Web scraping, on the other hand, is a technique used to extract specific data from websites. We will not cover this aspect.

Search engine optimization (SEO) plays a vital role in improving a website’s visibility and ranking on search engine result pages. By optimizing website content, structure, and meta tags, website owners can enhance their chances of being indexed and ranked higher by search engines. Understanding how web crawlers work can help in implementing effective SEO strategies to drive organic traffic to websites.

The Babbar crawler

Babbar’s mission is to provide the most accurate information about the web in an independent way so that our customers can get high quality data about their website, but also about their competitors websites, as well as all the data in relevant related sites (news websites, blogs, etc.). To achieve this goal we have to collect and analyze the content of a lot of web pages, exactly in the way that a search engine like Google or Bing would do. In other words, we have to crawl the web, perform the generic information scraping as if we were to have a full search index of the web.

Babbar’s crawler is a cutting-edge piece of technology that embodies our dedication to innovation and efficiency. Despite being a relatively small-scale company, we’ve managed to engineer a solution that rivals industry giants in performance and scalability. This is a point of immense pride for our team, as it demonstrates our ability to push the boundaries of what’s possible in the realm of SEO technology.

Our crawler has consistently proven its prowess in the field. For instance, according to the Cloudflare bot leaderboard, Babbar’s crawler ranks as the 3rd most efficient SEO-focused bot, standing shoulder to shoulder with the best in the industry. Even more impressively, it is positioned among the top 20 crawlers globally, a remarkable achievement considering the competitive landscape. At one point, we even climbed to the second spot, and we continue to remain fiercely competitive, often neck-and-neck with Moz’s dotbot.
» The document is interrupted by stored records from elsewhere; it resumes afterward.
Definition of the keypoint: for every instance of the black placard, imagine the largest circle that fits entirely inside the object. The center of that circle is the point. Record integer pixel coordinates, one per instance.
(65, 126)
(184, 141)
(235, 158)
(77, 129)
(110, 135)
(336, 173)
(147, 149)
This accomplishment reflects not just the technical brilliance of our crawler but also the meticulous care we put into optimizing its performance. From its sophisticated algorithms to its resource-efficient architecture, every aspect of the crawler has been designed to deliver exceptional results while minimizing overhead. Babbar’s crawler is a testament to what a focused and passionate team can achieve, proving that size is no barrier to excellence in the world of SEO technology.

Barkrowler is the name (and User-Agent string) of our Fetcher. As of December 2024, we fetch approximately 3.3 billion pages per day, as shown by our monitoring:

This article is about the architecture of a “crawler” which is much more than a piece of software that sends GET requests on the world wide web.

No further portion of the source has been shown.